(289d) Modelling Simultaneous Saccharification and Fermentation of Natural Polymers: Population Balance Interlinked with Cybernetic Modelling

Doshi, P. - Presenter, Worldwide Research and Development, Pfizer Inc.
Ho, Y. K., Monash University Malaysia
Yeoh, H. K., cSeri Kembangan Engineering Sdn. Bhd
The generation of important and useful products (e.g. ethanol, lactic acid etc.) through microbial fermentation often involves the breakdown of complex polymeric feedstock such as starch and cellulose through enzymatic scissions followed by subsequent metabolic conversion. The interplay between the kinetics of enzymatic depolymerization and the response of the microbes towards changes in the abiotic phase is critical for the adequate description of such a complex process.
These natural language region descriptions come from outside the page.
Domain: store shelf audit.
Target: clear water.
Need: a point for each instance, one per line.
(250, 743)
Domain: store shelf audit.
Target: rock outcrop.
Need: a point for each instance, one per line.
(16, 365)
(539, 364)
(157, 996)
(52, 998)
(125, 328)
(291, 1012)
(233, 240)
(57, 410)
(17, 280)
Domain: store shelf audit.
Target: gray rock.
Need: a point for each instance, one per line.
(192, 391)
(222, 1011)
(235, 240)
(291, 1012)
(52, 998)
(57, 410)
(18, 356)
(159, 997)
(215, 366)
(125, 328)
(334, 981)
In this work, two unrelated frameworks, i.e. the Population Balance Modelling (PBM) and the Cybernetic Modelling (CM) were interlinked to model such a system. Specifically, the PBM technique was used to describe the enzymatic depolymerization whereas the CM framework was used to model the microbial response toward complex environmental changes. The interlinked PBM and CM framework was implemented on two case studies involving the Simultaneous Saccharification and Fermentation (SSF) of starch by two recombinant yeast strains capable of excreting glucoamylase alone or together with α-amylase. The simulation results revealed that the proposed framework captured features not attainable by existing approaches. Examples of such include the ability of the model to indicate (in case study one) that an appropriate amount of glucose mixed with starch as initial substrates yielded an optimum productivity of ethanol. Not only that, the model showed (in case study two) that SSF is indifferent to the type of starch when both enzymes are present as opposed to when only glucoamylase is present. Thus, the effect of various enzymatic actions on the temporal evolution of the polymer distribution and how the microbes respond to the initial molecular distribution of the polymers can be studied. Such a framework also enables a more molecular and fundamental study of a complex SSF system, a feat which heretofore was unattainable by existing SSF models.